The technology solutions that were focused on impacting business processes (such as integration servers, document-centric workflow, business analytics, and rules engines) received less attention, and were deployed in an inconsistent, fragmented manner. That is no longer the case. Economic conditions and market dynamics have caused financial services organizations to look at business process management (BPM) as a cohesive enterprise strategy to enhance operational efficiencies by unifying back-office systems, orchestrating the interactions between man and machine, and providing visibility into metrics and key performance indicators.

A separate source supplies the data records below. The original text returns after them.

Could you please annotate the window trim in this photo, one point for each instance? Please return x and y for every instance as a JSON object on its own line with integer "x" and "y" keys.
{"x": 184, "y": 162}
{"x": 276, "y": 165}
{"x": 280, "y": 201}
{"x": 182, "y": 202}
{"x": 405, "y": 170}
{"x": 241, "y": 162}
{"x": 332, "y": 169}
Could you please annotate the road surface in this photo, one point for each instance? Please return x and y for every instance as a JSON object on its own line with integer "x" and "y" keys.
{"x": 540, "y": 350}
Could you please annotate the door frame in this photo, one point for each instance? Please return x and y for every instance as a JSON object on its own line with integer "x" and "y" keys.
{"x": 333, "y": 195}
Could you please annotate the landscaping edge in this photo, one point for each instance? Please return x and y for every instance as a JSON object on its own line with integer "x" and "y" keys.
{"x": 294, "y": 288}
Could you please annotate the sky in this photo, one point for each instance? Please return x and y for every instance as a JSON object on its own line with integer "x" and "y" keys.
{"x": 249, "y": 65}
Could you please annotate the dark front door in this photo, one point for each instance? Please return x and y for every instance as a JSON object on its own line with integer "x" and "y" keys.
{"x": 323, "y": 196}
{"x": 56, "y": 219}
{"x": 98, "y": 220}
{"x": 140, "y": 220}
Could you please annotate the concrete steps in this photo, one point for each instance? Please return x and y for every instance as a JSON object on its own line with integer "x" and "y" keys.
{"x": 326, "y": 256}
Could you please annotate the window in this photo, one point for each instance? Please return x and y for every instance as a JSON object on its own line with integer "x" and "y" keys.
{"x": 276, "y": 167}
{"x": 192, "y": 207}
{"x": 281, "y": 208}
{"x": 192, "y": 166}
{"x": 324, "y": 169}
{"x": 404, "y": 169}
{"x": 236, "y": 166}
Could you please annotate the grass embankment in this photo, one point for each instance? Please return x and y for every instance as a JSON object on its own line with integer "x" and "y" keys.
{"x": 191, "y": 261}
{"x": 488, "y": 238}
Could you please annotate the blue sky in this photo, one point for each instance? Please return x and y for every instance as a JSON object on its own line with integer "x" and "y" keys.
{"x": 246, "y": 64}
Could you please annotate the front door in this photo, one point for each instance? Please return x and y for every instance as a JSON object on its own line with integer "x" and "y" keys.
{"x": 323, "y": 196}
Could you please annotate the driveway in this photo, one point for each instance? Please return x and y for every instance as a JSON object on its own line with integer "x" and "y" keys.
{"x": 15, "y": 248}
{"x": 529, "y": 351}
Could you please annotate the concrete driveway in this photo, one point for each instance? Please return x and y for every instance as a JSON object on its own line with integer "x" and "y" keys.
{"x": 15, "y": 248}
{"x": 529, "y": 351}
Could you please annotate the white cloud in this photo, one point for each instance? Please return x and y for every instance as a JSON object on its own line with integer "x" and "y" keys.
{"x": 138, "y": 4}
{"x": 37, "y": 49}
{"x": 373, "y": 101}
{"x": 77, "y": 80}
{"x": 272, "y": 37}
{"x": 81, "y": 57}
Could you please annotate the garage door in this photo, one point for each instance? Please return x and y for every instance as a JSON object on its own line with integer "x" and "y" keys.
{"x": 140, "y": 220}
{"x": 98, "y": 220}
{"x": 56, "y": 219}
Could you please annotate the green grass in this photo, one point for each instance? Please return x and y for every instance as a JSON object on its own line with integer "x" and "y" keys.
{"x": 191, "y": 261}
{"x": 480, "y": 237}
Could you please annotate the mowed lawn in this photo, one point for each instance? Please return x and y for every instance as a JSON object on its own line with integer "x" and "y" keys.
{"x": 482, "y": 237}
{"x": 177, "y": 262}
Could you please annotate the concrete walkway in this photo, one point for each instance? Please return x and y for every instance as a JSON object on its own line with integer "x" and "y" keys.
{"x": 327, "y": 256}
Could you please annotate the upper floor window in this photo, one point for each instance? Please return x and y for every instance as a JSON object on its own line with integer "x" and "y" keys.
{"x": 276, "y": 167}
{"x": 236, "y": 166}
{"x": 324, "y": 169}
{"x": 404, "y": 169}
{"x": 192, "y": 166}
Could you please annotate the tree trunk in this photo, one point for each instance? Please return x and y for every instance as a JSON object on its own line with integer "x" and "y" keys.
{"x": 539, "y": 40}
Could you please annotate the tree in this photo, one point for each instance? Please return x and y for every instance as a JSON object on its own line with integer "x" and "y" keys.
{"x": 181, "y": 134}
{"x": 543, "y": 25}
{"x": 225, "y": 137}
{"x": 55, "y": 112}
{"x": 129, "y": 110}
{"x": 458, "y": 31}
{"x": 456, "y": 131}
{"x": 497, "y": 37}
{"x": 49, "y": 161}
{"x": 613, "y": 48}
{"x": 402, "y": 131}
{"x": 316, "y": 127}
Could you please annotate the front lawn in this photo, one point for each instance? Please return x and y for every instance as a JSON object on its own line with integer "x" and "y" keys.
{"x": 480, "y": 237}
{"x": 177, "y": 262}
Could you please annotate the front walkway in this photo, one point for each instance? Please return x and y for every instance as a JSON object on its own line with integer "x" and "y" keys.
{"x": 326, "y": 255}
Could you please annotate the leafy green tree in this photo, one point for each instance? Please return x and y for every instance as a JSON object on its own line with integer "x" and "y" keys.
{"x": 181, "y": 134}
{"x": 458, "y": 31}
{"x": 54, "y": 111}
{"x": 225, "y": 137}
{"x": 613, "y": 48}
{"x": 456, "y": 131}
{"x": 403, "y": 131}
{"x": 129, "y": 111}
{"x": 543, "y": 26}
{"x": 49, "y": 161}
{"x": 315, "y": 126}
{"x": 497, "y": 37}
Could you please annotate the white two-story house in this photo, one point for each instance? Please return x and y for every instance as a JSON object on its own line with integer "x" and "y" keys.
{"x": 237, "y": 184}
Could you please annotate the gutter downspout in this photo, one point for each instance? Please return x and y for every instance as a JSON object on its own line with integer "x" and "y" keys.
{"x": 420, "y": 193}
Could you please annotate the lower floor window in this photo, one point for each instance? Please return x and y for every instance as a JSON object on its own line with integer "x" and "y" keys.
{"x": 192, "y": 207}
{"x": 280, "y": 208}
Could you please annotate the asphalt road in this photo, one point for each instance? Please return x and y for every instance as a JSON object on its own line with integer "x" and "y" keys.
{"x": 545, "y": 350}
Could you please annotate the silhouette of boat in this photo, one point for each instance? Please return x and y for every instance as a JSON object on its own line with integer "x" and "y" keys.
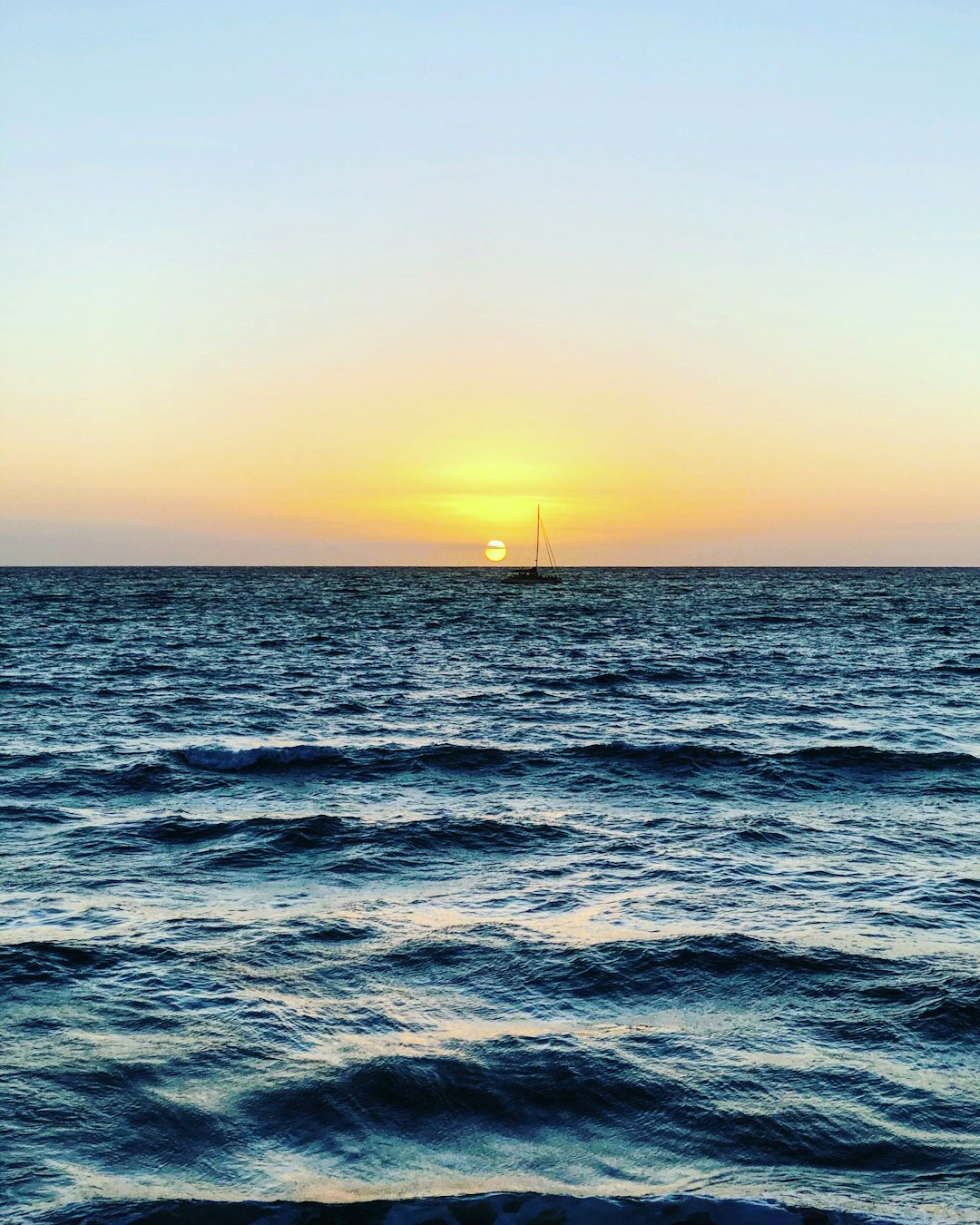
{"x": 535, "y": 573}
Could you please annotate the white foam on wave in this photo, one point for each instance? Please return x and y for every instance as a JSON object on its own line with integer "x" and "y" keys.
{"x": 224, "y": 759}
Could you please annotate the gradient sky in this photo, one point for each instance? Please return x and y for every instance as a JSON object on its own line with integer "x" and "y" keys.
{"x": 310, "y": 282}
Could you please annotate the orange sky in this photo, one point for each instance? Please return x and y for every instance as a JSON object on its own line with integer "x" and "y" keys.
{"x": 378, "y": 293}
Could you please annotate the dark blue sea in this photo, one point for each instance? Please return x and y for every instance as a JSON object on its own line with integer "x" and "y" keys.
{"x": 651, "y": 897}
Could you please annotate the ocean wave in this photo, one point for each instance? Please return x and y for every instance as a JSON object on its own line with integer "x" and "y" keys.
{"x": 254, "y": 838}
{"x": 499, "y": 1208}
{"x": 654, "y": 757}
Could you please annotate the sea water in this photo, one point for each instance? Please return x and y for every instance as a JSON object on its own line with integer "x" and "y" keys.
{"x": 358, "y": 885}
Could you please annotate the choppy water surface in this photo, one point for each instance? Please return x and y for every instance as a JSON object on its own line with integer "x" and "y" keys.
{"x": 377, "y": 884}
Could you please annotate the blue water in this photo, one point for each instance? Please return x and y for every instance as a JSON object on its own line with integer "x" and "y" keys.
{"x": 358, "y": 885}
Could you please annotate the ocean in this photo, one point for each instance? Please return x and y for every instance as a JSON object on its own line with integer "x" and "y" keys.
{"x": 654, "y": 896}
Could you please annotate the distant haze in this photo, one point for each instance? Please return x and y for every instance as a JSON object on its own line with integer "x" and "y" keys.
{"x": 307, "y": 282}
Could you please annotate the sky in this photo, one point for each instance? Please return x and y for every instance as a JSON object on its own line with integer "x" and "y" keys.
{"x": 321, "y": 283}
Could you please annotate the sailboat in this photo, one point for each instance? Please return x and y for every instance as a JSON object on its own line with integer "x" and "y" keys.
{"x": 535, "y": 573}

Today's BPM solutions are frameworks that provide the ability to manage, coordinate and automate tasks and decision-making. This provides significant business benefits-especially for banks, which face strategic challenges due to the current interest rate environment, and diversified financial services companies, which must present a common face to their customers across multiple business lines. As interest rates hover at 45-year lows (although rates are slowly creeping higher), home buying and refinancing are occurring at record rates.
To keep up with the exponential rise in demand, mortgage originators have quickly responded by increasing capacity and dedicating every available resource, whether system or human, to the processing of mortgage applications. While lenders must clearly capitalize on current market demand, they also need to think ahead.The housing bubble will eventually burst, and when it does, lenders will experience rapidly declining volumes, increased loan defaults, and a unit cost structure so high that only the fittest will survive.

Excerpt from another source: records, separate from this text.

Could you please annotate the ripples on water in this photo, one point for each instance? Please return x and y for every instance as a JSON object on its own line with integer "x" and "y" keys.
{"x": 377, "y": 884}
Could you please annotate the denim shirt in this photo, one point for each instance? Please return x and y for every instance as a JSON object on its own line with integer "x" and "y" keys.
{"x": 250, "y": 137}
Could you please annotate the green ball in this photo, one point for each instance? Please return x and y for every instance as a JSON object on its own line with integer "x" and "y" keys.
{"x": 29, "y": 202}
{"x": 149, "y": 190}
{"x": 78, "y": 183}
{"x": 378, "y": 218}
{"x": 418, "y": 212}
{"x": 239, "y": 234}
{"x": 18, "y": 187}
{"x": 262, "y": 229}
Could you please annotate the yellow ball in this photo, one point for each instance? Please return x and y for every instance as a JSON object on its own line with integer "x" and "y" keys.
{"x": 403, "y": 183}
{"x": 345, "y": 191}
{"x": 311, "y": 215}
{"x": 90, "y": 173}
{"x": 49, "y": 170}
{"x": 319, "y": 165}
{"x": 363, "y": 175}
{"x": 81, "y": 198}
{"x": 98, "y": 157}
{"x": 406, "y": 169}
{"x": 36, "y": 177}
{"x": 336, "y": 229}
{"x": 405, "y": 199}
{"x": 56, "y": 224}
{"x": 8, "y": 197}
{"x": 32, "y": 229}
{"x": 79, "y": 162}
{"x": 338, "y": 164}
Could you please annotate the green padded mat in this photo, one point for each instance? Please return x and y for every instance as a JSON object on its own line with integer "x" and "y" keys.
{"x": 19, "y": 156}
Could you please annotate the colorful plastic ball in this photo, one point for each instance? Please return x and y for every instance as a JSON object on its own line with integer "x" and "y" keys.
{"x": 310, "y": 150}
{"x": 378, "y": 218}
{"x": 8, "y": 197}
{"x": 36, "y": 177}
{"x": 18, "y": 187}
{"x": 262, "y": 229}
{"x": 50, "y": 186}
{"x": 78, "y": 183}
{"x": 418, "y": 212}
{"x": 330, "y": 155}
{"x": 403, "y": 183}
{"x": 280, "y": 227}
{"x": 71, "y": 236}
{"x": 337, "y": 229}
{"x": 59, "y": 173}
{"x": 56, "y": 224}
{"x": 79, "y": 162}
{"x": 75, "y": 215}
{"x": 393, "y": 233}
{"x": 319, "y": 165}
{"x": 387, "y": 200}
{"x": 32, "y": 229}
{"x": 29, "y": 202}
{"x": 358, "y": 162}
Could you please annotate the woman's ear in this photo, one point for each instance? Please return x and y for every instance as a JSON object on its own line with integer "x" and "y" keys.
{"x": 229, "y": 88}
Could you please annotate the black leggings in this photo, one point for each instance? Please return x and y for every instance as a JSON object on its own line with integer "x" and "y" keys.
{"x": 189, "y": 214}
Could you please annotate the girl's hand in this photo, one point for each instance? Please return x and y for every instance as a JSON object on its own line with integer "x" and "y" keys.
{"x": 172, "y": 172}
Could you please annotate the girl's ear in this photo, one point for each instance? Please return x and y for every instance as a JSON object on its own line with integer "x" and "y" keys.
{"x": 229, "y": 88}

For commercial banks, which are already battling corporate bankruptcies and bad debts, the low interest-rate level is causing a substantial decline in contributions from lending income, from the previous 80 percent of revenue to the current average, which is closer to 50 percent.

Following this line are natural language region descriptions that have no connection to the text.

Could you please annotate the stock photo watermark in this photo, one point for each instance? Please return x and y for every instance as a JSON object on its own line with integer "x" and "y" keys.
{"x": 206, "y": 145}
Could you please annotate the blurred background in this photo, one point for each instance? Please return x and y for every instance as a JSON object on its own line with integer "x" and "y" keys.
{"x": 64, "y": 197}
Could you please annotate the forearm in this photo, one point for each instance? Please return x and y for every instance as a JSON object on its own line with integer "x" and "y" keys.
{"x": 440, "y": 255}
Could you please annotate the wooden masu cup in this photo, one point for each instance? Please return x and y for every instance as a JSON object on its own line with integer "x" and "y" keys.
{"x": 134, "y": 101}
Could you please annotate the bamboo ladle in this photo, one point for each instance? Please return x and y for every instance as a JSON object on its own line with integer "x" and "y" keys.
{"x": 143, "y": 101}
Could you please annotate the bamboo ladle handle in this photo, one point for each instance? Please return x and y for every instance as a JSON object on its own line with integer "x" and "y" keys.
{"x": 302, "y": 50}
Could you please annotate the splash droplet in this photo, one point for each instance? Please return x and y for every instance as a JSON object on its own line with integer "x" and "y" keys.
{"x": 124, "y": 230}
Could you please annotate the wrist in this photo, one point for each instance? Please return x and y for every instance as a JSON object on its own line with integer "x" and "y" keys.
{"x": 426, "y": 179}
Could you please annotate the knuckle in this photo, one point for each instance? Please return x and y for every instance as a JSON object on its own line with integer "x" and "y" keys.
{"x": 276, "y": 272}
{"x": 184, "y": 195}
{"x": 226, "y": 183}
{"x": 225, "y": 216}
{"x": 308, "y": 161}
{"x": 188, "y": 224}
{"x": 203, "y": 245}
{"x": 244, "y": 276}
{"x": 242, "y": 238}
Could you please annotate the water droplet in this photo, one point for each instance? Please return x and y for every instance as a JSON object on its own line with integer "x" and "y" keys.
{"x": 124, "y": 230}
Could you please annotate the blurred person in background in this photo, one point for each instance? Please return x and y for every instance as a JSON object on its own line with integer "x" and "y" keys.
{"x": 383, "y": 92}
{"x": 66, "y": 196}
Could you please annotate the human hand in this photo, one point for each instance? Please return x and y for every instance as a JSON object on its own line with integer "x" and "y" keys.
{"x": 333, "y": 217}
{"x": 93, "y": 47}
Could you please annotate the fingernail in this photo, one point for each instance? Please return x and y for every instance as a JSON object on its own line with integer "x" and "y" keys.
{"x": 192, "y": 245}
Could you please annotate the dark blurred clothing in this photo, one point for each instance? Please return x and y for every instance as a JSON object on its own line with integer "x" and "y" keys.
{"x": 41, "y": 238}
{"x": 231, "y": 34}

Banks are thus looking to fee-based income-which is unaffected by the volatility in the lending markets-to make up for the loss in interest-based revenue. This means offering new, enhanced services, including business process outsourcing, and improving efficiencies in existing, commoditized services, like item processing and loan servicing. The stakes are raised because banks must compete with nimble non-bank service providers that have tapped with greater ease the opportunity to service the growing need for electronic payments, transaction processing, and outsourcing of non-core business processes for corporate customers. Bank executives who are taking this situation seriously are desperately searching for technologies that can help them effectively streamline their processes, optimize utilization of personnel and systems, and increase efficiencies all around. That's the key to controlling operational costs and providing real-time visibility into operational and functional metrics.